Recently, the Waldorf-Astoria Hotel in Shanghai was filled with flowing white gowns, diamond tiaras, the music of Puccini, and a brand of elegance that can only be described as British. No, Kate Middleton wasn’t paying a visit — the party was all for Deb…debutantes that is. To satisfy some of the pangs for blue-blooded revelry now being widely felt among China’s millionaires, thirteen beautiful young debutantes – ten British, two Chinese, and one Polish – were flown into Shanghai to display a little pomp and circumstance.
The hotel is located on Shanghai’s famous Bund in what used to be the Shanghai Club, the bastion of the British colonial elite during the 1920s and 30s and a place where Chinese were barred from membership. In a country that is still nominally communist, such a spectacle would have been unimaginable even a few years ago.
“That’s why I wanted to hold the ball here,” said Vivian Chow Wong, the ball’s organizer “It shows how the Chinese have come full circle.”

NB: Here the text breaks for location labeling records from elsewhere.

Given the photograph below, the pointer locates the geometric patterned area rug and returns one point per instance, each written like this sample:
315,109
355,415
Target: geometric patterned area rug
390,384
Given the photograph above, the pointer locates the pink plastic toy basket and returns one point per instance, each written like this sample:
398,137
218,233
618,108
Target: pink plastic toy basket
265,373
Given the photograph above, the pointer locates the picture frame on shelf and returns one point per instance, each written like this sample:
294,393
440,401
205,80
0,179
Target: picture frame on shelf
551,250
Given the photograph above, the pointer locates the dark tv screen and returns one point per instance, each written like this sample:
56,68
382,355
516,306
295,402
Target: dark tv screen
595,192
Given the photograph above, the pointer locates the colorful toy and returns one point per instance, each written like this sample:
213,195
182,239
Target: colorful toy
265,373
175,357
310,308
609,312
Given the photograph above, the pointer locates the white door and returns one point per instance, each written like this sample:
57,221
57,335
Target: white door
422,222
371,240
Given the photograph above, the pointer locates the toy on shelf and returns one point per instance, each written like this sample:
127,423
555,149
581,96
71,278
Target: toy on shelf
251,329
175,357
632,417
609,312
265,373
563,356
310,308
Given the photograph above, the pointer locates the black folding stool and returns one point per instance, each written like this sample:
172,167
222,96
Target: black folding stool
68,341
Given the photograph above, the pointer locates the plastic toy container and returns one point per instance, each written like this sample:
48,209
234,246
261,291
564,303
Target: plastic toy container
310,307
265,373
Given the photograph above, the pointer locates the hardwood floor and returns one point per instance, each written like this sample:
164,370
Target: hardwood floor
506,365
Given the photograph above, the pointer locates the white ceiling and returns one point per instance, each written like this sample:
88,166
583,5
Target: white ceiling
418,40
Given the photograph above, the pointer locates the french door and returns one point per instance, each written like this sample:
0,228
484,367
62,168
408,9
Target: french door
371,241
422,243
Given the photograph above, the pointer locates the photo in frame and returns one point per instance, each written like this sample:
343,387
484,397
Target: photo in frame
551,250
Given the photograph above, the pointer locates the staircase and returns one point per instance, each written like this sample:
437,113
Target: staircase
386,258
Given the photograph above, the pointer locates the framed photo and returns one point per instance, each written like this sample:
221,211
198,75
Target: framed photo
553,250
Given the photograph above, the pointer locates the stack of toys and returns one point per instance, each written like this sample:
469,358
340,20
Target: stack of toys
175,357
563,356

As a sign of the times, the lavish occasion at the Waldorf-Astoria served a far different purpose than the one custom dictated. “I think it is very different to what it was before. It’s not about meeting your future husband. Most of the girls want to go to university and have careers,” said Araminta Lawrie, the 20-year-old daughter of a London general practitioner and a history of art student at Nottingham University and one of the featured debutantes, who ranged from age 17 to 22. The ambitions of these girls’ parents have certainly changed, too.
“There are an awful lot of rich people in China now and they want to learn more about upper-class etiquette and the upper-class lifestyle,” said Jennie Hallam-Peel, who along with Patricia Woodall has organized the Queen Charlotte’s Ball and coordinated what is left of the London debutante season for the last 11 years. “We’ve had masses of inquiries from Chinese businessmen in London who want us to give them etiquette lessons. They want to socialize at the highest possible level and they need to know how to do that.” Which may be why so few of the debutantes in Shanghai were Chinese.
“I think there’s definitely a market for a ball like this in China, but it’ll be in the future because the Chinese girls will have to build up their confidence and learn how to behave like ladies and learn how to treat people properly,” said Julia Guo, owner of a private equity company who was in attendance. China’s two representatives, however, certainly shone.
Jen Hau, a bubbly 22-year-old from Taiwan, is the granddaughter of a former President of Taiwan, while her father is the current mayor of Taipei. Vivien Lee was born in Hong Kong, but attended the top girls private school Benenden in Kent, before going on to take a first in economics at Cambridge. Both knew little about debutantes until they were invited to take part in the Shanghai ball. All of the debs, decked out in Chaumet jewelry and armed with a squadron of hair and make-up experts, rolled around Shanghai in a fleet of Jaguars. The thirteen young women enjoyed the weekend of a lifetime and set new precedents in old-school style.